Two more conventional explanations remain plausible alongside this one and are not mutually exclusive with it. The fusion model's much larger parameter count, trained on only 434 genes, leaves more room for overfitting even under identical regularization. It is also possible that naively concatenating three modalities introduces interference rather than synergy - a single linear fusion layer may need a more deliberate mechanism, such as attention-based weighting or per-modality gating, to combine three feature types this different in nature. Fold-level variance is a further complicating factor: PPI-only's own standard deviation (±0.05) is larger than the fusion model's (±0.02), so it is not uniformly more stable - it simply lands higher on average. Disentangling how much of the PPI-only advantage is study bias versus these architectural factors would require further controlled experiments, most directly genome-wide validation against truly independent evidence rather than additional cross-validation on the same labeled set.
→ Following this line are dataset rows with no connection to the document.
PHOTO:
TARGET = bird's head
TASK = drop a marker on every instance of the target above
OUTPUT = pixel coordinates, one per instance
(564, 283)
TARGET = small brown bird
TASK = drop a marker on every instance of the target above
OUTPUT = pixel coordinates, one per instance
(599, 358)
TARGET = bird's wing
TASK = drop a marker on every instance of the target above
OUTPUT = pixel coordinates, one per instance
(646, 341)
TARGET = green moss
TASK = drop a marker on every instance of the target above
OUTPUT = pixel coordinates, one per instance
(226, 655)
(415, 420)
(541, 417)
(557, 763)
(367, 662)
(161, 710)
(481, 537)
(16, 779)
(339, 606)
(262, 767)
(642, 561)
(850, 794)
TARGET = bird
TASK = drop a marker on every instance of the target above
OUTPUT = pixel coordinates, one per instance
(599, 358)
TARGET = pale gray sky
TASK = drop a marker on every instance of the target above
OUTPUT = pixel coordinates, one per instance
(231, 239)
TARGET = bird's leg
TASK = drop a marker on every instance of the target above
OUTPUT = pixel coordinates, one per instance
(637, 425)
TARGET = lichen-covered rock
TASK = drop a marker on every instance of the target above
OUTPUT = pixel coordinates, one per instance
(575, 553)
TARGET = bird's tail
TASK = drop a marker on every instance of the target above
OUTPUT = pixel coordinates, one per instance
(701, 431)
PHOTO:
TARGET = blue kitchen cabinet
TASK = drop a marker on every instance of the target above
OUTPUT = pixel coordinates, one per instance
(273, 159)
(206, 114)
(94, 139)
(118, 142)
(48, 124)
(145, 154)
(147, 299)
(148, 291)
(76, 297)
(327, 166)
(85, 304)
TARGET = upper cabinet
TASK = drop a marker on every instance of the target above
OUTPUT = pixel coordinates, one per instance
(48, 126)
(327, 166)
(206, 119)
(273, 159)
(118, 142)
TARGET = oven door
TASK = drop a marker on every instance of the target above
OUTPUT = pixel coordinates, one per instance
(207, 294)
In practice, both variants were carried forward into genome-wide inference rather than discarding one. The PPI-only model is the stronger predictor where PPI coverage exists, but roughly 7% of genes genome-wide have no usable STRING network signal and rely on imputation; for those genes specifically, the full fusion model's NPP and ESM2 inputs remain informative where PPI alone would be guessing from an imputed placeholder.

Looking ahead

A planned extension is to add tissue expression data (gene expression consensus profiles, sourced from the Human Protein Atlas rather than GTEx, since GTEx's retinal tissue coverage is a known gap relevant specifically to this disease area) as a fourth, independent modality. The intent is to use it for post-hoc validation of genome-wide candidates rather than as additional training input - keeping it as an orthogonal signal that wasn't part of what the model learned from, rather than folding it into training and losing that independence.